California Institute Of Technology, Pasadena CA

Investigators

Abstract

This project is motivated by challenges in future energy cyber-physical systems (CPS). It will build a one-of-a-kind research facility that will enable new CPS research on smart grid and electric vehicles. It will advance the state of the art in the clean-energy space and facilitate the development and adoption of these technologies. The result of this project will be integrated with the power system analysis course at California Institute of Technology (Caltech). Preliminary work on this project has already been used at Caltech and other places around the world for classroom projects as well as smart grid research. This project will equip a new generation of students with the passion and the interdisciplinary knowledge for tackling one of the biggest challenges of our time. A seed community of contributors and users has already formed organically.
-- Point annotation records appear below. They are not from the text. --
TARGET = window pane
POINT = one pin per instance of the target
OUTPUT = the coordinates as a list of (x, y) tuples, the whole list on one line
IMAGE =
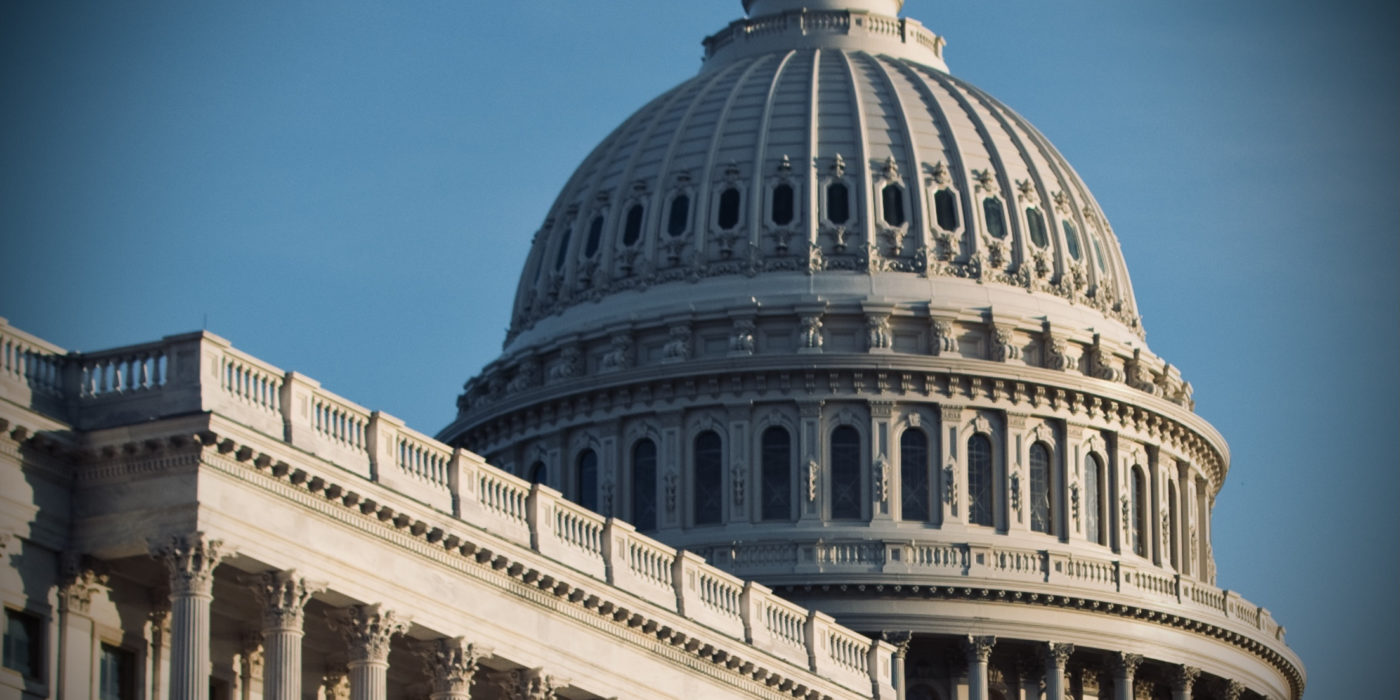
[(892, 205), (996, 220), (1039, 487), (837, 203), (730, 209), (709, 476), (913, 476), (588, 479), (777, 475), (644, 485), (783, 207), (947, 209), (632, 230), (979, 480), (846, 472)]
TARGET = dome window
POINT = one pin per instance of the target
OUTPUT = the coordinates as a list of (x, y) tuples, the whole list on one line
[(632, 228), (644, 485), (1071, 238), (709, 473), (595, 235), (945, 209), (777, 473), (837, 203), (892, 205), (783, 205), (1036, 224), (996, 219), (728, 209), (679, 217), (562, 254)]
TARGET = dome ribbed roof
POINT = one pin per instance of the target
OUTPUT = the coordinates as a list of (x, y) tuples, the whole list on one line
[(823, 153)]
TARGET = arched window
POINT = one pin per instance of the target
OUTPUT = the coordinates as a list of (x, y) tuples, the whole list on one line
[(562, 254), (728, 209), (709, 478), (846, 473), (996, 219), (837, 203), (595, 237), (892, 203), (679, 217), (585, 479), (632, 227), (1092, 499), (1138, 511), (783, 205), (1038, 227), (913, 476), (644, 485), (1071, 238), (1042, 511), (979, 480), (776, 448), (945, 209), (1173, 524)]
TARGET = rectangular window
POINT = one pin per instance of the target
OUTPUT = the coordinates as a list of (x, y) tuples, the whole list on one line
[(23, 644), (116, 674)]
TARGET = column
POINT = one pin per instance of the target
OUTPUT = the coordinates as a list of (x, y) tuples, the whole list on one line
[(977, 650), (283, 597), (900, 640), (451, 664), (367, 630), (1183, 678), (77, 667), (191, 560), (1056, 657), (1124, 667)]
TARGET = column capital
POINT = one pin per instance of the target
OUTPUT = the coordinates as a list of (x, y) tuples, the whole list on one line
[(367, 630), (979, 647), (1056, 654), (451, 664), (532, 683), (191, 560), (900, 639), (1183, 676), (283, 597)]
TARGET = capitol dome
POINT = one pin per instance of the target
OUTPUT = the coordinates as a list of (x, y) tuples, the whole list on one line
[(846, 325)]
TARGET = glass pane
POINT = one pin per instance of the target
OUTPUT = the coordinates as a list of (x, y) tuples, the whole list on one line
[(644, 485), (709, 476), (846, 473), (777, 475)]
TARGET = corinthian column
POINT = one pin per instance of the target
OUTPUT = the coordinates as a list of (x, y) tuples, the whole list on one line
[(191, 560), (283, 597), (979, 650), (1056, 657), (367, 630), (1124, 667), (451, 664)]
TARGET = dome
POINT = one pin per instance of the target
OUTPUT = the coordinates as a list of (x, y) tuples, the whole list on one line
[(823, 154)]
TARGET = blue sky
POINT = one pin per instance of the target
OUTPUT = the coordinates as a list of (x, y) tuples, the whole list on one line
[(349, 189)]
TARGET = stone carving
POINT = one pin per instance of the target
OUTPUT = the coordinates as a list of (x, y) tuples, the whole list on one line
[(569, 364), (741, 338), (191, 560), (283, 597), (451, 664), (678, 346), (877, 332), (809, 333), (619, 354)]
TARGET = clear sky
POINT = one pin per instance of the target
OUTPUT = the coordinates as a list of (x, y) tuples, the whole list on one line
[(347, 189)]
This project will grow this open-source community. The PI's Lab has been working with a Caltech startup and Caltech Facilities department to design, deploy, and manage an Adaptive Charging Network (ACN) for electric vehicles at one of Caltech's parking garages. The primary goal of this project is to develop a suite of open-source software and hardware that will make Caltech ACN not just a production facility, but also a live testbed for CPS researchers at, and outside, Caltech. A secondary goal is to use the ACN Research Portal to study the joint optimization of distributed energy resources to provide both charging service to electric vehicles as well as energy services to electricity markets and utility companies. The key idea is to treat the production ACN as a physical layer and create an inter- mediate layer, called the ACN Research Portal, to allow safe, secure and easy access to charging data as well as push of charging commands for real-world testing of new algorithms on ACN. It will make large high-resolution charging data, data-driven simulator and experimental platform publicly available for the first time. This will allow CPS researchers to learn detailed statistical models, perform data analysis of real-world charging behavior, and easily and fairly compare control algorithms in a common platform driven by detailed real data. This is currently impossible. This award reflects NSF's statutory mission and has been deemed worthy of support through evaluation using the Foundation's intellectual merit and broader impacts review criteria.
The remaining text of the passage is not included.